Он вернулся в пустую гостиную, только сейчас заметив, что некоторое время уже слышал звонкую мелодию клавира, изящную, тонкую, насыщенную. В один момент тишина, а в другой — шепот музыки уже набирает голос. Каждая нота не задерживалась, звучав коротко, но неспешно, выводя нежные, мечтательные пируэты. Иногда проскальзывала минорная печаль и плавные грустные переходы, будто плакалась чья-то душа — видимая, осязаемая и одновременно неуловимая как дым. Исполнение выходило медленным и прекрасным, очень томным. Одна и та же тема повторялась в тысячах вариаций, ноты озорно скакали вокруг и замедлялись, создавая красочно-сложную и непредсказуемую мелодия, изменяющуюся будто по капризу души и возвращающуюся в начало — круг, цикл и бесконечность.

Голоса повторяли друг за другом, отставали, выбивались вперед, изменяли мелодию на свой лад, и уследить за ними казалось практически невозможно. С низкого регистра вверх, с верхнего на середину, с середины — вниз, и попробуй поймай за хвост и разбери их чистое, заигрывающее звучание. Ганнибал любил вариации Гольберга, и они часто доносились из комнат дворца памяти, однако сейчас они будто возвещали о чем-то.
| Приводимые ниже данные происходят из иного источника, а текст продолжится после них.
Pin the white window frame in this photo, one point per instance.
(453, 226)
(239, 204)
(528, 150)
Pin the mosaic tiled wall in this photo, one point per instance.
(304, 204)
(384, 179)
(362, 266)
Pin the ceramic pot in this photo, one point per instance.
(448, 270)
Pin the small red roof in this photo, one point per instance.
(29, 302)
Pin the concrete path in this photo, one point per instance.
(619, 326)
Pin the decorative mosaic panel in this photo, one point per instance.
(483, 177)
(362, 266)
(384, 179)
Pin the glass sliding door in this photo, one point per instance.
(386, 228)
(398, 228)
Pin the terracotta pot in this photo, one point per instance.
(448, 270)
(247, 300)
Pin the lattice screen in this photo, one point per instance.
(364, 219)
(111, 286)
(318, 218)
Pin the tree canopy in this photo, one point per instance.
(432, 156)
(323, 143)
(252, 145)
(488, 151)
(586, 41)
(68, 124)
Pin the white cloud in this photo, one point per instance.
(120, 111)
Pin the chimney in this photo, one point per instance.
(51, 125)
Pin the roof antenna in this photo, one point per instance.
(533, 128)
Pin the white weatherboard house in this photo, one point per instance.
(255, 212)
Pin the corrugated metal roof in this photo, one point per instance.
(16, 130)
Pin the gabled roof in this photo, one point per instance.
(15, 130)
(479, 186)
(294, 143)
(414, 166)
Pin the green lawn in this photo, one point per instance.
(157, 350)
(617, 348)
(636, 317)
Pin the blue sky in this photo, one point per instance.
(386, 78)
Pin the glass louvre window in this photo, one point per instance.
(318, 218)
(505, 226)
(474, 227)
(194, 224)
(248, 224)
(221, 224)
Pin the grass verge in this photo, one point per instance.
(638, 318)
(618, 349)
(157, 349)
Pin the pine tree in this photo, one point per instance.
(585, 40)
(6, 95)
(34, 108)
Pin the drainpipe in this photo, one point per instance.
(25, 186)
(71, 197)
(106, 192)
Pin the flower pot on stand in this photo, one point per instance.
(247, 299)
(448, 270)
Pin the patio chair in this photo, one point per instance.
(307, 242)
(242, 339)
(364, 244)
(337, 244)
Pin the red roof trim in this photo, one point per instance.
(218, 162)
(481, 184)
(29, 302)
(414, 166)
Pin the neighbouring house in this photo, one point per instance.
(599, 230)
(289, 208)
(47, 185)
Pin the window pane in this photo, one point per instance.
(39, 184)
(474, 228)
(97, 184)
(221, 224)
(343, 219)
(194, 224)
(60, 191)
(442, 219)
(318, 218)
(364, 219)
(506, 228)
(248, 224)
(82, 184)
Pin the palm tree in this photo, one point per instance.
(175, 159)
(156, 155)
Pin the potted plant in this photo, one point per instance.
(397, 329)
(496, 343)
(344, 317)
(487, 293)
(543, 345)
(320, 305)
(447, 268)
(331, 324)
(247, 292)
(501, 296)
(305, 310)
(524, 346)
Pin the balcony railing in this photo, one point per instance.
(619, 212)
Налив вино в бокал, Уилл накрыл на стол и сел на прежнее место. Воспоминания шептали, как тихий прибой у залива, но он не обращал внимания, расстроенный и задумчивый. Первый глоток вышел на полный рот, и Уилл от неожиданности замер, ошеломленный букетом. Горячее, фруктовое вино со сложной, мускулистой структурой, а от перечного привкуса показалось, что он глотнул жидкий огонь. Мясной аромат дичи и кожи быстро улетучился, оставив после себя более мягкий оттенок ягод. Уилл прикрыл глаза от наслаждения.
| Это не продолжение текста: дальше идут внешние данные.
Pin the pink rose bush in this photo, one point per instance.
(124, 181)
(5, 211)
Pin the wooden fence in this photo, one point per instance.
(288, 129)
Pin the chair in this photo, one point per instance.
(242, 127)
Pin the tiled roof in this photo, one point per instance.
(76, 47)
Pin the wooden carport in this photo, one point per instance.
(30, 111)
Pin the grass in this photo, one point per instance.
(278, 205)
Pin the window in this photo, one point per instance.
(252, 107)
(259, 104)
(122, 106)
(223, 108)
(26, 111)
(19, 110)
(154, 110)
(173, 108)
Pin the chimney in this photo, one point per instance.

Он очень долго не решался сделать второй глоток, и, когда снова открыл глаза, Ганнибал уже сидел напротив. Темно-серый костюм, пунцовый галстук, завязанный двойным виндзором в темный, почти сливающийся узор пейсли, и рубашка цвета бургунди. Приглушенный свет, только свечи на камине горели ровным огнем. Ганнибал украсил стол черными перьями и насыщенно-фиолетовыми лепестками аквилегий. В середине композиции лежал молочно-белый череп маленького ягненка с веточкой гипсофилы с крохотными, трогательно-нежными соцветиями, похожими на пушистые облачка.

Ганнибал приложил бокал к носу и вдохнул, покачивая черное, как нефть, вино — красный цвет неуловимым блеском мелькнул на дне, когда он поднял бокал и пригубил.